Poultry worker injured in accident involving feed line
NewsTuesday 19 February 2013
A farm partnership in Suffolk has been fined after one its workers was injured after catching his arm in the machinery of a bird feeding line.
The 29-year-old man was working as an egg collector when the incident occurred in November 2011.
He was in the middle of collecting eggs when he then noticed that one of the feed lines wasn’t working.
Ipswich Magistrates’ Court had heard that it was not unusual for these lines to become blocked and that the workers on the farm knew how to get them up and running again.
They would remove the cover on a chamber at the end of the top line and then proceed to clear the sensor. This would then activate the rotating mechanism that carried the feed along the lines and clear the blockage.
As the employee in question was scooping the feed out of the chamber, the line proceeded to power up and he got the sleeve of his jumper and overall caught on the rotating parts, which then pulled his hand and wrist under and around the machine.
He then managed to cover the sensor with his free hand, which stopped the line from working. Then, he called for help from his nearby colleagues, however, the back of his right hand was badly cut which caused damage to the nerves and tendons of his arm.
A year after the accident he is still suffering a lot of pain from his injury and now has restricted movement in his right wrist.
The Health and Safety Executive then carried out an investigation and came to the conclusion that there was no safe system of work in place for dealing with blocked feed lines.
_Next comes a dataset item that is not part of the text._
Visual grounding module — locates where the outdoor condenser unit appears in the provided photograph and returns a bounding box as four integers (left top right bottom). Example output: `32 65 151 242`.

And, they also stated that there weren’t any provisions in place to ensure the secure locking off of the machinery to prevent it from starting up inadvertently.
The farm partnership pleaded guilty to two offences and was fined a total of £5,000 and ordered to pay £8,372 in costs.
HSE inspector Saffron Turnell said the worker was “lucky not to have been more seriously injured in what was an entirely preventable incident”. He added: "The company should have had a safe system of work in place to handle blockages, which should have included isolating the power supply to the machinery before anyone put their hand inside the chamber where there were moving parts.
"A secure locking-off of the system would have also ensured the machinery could not start up once the chamber cover was removed."